Besides this unwonted entrepreneurial chutzpa, the USPS possesses some unbeatable assets. Chief among these is its physical, on-the-ground, hyper-local, ubiquitous network. And, the hundreds of thousands of people who man and woman it.
Nothing in logistics matches the USPS’ scale and scope. No corporation or institution matches its geographic coverage. It’s as closer and more accessible to more Americans than any other entity. It got that way because of its original (and still un-assailed) monopoly on first-class (snail-)mail delivery. (Of course—with email in ascendance for most purposes of “written” communication—many might say: “Meh.”)
The other salient logistical strength of the USPS—developed over recent decades in response to UPS and FedEx competition—is effectiveness in handling and transporting lightweight goods. A perfect match with today’s 3DP’d offerings.
Supported by these strengths, the USPS is unrivaled in serving needs covered by its “first mile” and “last mile” logistical offerings.

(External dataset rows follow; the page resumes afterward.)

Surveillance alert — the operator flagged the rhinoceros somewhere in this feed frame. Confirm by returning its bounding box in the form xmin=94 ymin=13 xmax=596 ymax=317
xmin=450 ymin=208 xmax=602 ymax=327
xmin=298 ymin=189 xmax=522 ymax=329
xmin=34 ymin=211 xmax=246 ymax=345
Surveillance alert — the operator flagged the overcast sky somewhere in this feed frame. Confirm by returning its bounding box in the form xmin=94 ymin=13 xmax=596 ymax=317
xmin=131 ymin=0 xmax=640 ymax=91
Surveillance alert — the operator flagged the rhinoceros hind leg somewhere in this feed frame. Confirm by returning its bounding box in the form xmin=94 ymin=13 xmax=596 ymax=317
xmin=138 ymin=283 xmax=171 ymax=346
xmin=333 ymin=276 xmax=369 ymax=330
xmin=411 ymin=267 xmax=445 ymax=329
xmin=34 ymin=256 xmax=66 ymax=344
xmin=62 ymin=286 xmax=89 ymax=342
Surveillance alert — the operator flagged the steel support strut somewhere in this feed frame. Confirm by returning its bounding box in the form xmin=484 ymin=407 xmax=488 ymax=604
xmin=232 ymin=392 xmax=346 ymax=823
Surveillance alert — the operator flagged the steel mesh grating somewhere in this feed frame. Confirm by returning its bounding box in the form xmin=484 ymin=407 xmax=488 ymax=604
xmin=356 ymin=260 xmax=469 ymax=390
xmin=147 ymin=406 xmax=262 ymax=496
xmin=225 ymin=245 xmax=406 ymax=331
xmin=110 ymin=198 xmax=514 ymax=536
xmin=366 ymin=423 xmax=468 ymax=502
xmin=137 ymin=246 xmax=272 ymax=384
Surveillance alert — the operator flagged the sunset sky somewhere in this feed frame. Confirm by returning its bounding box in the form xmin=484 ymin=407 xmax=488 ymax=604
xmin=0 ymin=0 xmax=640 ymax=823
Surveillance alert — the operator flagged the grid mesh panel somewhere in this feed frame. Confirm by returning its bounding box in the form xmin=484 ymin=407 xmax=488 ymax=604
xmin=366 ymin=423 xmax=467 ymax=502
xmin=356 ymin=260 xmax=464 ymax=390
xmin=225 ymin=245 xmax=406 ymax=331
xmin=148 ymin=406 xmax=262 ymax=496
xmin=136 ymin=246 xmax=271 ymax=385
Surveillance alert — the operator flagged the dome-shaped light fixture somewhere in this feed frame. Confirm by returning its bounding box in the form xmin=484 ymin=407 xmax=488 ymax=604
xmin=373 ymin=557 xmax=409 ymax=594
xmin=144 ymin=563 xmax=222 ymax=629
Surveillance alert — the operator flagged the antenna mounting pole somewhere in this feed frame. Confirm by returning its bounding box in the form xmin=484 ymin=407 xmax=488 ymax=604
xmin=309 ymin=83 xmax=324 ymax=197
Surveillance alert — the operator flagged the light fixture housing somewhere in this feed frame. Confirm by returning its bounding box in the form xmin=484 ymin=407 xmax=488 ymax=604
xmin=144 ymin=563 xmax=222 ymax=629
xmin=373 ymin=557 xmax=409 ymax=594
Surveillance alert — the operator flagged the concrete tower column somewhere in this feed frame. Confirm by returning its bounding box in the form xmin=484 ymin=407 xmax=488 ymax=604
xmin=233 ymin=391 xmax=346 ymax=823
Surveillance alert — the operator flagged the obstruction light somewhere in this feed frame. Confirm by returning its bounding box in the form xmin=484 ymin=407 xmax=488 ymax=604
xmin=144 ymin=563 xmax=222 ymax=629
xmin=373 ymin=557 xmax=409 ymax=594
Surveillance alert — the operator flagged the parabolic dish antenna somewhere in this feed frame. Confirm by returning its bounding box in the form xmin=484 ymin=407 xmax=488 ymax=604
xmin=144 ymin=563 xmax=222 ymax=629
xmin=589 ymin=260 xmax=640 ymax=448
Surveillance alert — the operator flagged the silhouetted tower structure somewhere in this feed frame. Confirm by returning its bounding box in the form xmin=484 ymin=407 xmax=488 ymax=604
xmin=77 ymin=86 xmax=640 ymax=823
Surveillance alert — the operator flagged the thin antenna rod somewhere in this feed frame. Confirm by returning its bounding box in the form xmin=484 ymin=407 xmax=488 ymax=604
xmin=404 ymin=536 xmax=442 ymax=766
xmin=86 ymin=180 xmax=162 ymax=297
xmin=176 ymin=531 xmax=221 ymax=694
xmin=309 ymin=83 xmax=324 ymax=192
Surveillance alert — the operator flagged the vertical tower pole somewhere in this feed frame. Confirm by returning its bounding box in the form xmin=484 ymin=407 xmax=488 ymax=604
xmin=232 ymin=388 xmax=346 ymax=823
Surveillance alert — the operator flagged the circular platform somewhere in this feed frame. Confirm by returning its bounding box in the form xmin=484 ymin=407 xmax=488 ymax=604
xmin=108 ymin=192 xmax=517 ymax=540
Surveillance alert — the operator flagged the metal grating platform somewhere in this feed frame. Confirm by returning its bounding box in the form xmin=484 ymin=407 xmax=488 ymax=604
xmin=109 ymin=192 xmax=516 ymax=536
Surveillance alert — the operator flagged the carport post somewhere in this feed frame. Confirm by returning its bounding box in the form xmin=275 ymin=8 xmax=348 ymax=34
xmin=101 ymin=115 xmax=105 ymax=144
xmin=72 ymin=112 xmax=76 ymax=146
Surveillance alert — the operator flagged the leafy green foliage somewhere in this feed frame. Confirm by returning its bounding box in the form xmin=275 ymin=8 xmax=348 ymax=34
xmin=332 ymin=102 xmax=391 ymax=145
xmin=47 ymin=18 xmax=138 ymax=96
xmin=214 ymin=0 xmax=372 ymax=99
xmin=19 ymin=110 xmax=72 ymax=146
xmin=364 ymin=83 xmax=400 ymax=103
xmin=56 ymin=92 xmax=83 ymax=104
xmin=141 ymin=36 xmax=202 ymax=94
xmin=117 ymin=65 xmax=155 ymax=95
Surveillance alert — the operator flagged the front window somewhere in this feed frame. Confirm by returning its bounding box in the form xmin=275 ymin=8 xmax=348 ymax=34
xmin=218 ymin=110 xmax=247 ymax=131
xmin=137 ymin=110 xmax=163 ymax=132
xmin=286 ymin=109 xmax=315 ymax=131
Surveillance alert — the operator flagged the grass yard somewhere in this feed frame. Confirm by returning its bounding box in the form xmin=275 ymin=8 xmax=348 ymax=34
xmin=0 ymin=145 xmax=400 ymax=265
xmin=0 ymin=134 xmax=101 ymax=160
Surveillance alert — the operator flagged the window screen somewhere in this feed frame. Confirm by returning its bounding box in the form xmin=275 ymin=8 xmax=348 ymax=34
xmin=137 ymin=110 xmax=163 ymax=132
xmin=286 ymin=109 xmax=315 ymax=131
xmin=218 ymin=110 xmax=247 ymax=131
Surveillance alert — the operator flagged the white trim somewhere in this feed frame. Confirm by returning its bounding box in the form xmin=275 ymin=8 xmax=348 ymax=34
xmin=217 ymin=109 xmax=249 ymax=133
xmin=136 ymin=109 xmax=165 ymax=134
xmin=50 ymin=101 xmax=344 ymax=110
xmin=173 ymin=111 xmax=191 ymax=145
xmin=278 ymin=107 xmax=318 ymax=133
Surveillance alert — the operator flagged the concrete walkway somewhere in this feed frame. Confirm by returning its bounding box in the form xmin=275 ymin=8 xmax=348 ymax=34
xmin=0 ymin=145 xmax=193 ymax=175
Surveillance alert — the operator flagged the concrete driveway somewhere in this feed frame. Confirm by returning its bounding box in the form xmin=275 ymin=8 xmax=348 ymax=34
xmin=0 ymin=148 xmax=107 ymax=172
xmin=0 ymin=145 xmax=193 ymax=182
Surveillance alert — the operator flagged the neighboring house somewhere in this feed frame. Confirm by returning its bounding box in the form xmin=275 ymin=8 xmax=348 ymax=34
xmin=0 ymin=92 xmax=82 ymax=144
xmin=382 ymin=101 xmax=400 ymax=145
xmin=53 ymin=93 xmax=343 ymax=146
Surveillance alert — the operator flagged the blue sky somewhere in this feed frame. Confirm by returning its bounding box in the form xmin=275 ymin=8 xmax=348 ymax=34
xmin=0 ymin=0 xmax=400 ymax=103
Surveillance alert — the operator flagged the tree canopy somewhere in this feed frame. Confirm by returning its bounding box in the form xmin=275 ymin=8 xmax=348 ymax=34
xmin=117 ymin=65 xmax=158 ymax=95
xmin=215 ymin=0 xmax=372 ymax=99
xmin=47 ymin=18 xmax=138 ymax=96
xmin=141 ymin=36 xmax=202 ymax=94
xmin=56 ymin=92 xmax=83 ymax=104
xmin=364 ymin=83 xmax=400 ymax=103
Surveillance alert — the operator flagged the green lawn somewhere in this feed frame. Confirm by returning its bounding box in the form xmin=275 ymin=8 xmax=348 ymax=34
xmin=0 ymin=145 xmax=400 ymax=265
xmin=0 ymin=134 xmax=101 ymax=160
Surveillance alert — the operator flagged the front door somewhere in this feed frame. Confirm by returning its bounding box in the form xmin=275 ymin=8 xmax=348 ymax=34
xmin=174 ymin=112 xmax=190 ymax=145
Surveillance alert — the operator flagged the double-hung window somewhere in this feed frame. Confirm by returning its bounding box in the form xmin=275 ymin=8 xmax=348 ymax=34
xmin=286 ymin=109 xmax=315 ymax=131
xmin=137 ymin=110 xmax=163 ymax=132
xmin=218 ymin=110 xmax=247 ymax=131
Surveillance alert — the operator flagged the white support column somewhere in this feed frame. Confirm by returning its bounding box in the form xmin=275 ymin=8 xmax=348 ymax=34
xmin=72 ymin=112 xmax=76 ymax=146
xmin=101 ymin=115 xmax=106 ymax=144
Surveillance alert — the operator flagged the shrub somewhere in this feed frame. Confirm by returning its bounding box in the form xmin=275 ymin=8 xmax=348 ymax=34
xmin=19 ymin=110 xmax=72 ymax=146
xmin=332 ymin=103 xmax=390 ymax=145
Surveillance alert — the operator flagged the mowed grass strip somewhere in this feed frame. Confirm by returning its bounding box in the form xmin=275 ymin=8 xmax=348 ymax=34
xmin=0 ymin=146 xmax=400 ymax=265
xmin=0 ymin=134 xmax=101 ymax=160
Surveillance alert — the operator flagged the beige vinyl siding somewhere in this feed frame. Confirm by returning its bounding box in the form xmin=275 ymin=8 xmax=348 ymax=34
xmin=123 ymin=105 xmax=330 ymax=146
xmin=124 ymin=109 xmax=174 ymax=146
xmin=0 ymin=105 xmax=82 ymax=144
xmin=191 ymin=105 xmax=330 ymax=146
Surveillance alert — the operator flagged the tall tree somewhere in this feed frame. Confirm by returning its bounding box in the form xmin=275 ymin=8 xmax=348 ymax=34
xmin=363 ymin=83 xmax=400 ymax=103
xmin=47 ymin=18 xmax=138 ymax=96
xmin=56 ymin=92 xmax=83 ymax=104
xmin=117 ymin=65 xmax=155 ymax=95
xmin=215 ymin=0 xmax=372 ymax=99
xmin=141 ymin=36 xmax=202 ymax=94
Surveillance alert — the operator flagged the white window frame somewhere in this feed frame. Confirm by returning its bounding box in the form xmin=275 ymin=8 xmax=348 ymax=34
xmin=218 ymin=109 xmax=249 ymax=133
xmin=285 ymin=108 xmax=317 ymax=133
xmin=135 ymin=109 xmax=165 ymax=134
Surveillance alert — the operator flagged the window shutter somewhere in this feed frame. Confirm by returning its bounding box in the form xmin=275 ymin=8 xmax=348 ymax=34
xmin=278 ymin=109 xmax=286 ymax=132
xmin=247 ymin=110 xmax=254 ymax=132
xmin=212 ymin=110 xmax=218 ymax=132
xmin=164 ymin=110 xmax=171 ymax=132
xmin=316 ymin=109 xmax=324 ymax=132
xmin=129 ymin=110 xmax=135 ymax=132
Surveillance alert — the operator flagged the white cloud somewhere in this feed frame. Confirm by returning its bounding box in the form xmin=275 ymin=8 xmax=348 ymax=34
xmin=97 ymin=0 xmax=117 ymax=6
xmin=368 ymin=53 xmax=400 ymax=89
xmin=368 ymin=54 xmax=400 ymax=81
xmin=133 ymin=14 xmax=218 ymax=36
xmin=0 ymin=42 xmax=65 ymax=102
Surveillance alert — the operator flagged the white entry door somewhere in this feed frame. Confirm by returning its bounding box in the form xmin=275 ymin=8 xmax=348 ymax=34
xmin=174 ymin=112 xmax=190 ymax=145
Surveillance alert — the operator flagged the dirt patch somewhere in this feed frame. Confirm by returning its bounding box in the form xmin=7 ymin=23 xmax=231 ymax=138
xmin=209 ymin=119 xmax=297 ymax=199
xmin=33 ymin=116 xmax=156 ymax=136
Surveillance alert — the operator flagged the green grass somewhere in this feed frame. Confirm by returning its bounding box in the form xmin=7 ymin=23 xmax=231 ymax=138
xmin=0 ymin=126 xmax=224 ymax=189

When it was part and parcel (stop me before I pun again) of the U.S. Government, it WAS the Government to most citizens. It still has that look and feel—and a warm institutional memory in the hearts of many Americans.
Here’s how the USPS sees it…right in an official White Paper just put out by the Office of Inspector General, USPS. It’s even got a tagline-esque and pun-ish title: “If It Prints, It Ships: 3D Printing and the Postal Service.”
Perhaps the most provocative discussion in this White Paper is around the proactive role the USPS might take in helping to (re)foster American manufacturing. This idea circles back to the democratization effect of 3DP. Think the Maker Movement on steroids as supported, coached and mentored by the Postal Service. This might include the provision of 3DP production space, warehousing, service bureau output, printing materials depot, digital security, ancillary services and—of course—3DP’d product delivery from micro business to micro business, from edge-to-edge of the USPS’ dispersed network.
In the micro biz acorn is the oak of the growing small business…still THE engine of employment in the U.S.
In its projected role as logistics engine to the renaissance in Kitchen-Table Factories, eCottage Industry and Garage Makeries, the USPS could enjoy a renaissance of its own. “In fact,” states the White Paper, “the movement, storage, and home delivery of 3D printing materials alone could become a major new sector of the logistics industry. The Postal Service has many existing assets that could help it play an expanded role in helping products move throughthe supply chain.”
The USPS might also create entirely new categories of logistics-centered business: such as the digital “middle mile.” Here’s how the White Paper describes this novel entrepreneurial prospect:
“The Postal Service could create a platform for 3D printing that uses its national retail network and last-mile capabilities. By doing so, the Postal Service would create a digital “middle mile” where, at a basic level, designs are sent to the platform and then 3D printed and shipped via same-day or next-day delivery. This could be considered a “hybrid parcel” product, similar to the concept of hybrid mail where digital communications are converted into physical letters.”(This last smacks of the faxed first-class mail of decades ago…!)
The innovative entrepreneurial positioning of the USPS is a welcome advance by an important U.S. institution. The American Postal Service (or, at least its gadfly Inspector General) seems intent on a remake of its staid and sterile reputation for slow-motion stumbles from bad to worse on its colossal scale (a scale that is still its primary advantage).
As a great American asset, the USPS organization is still positioned to serve this country’s commerce and common-good. And, 3DP may “print” the road to that success. As the White Paper concludes:
“By establishing a role in the 3D printing market, the Postal Service could put a compelling 21st century twist on its historical mission to serve citizens and facilitate commerce.”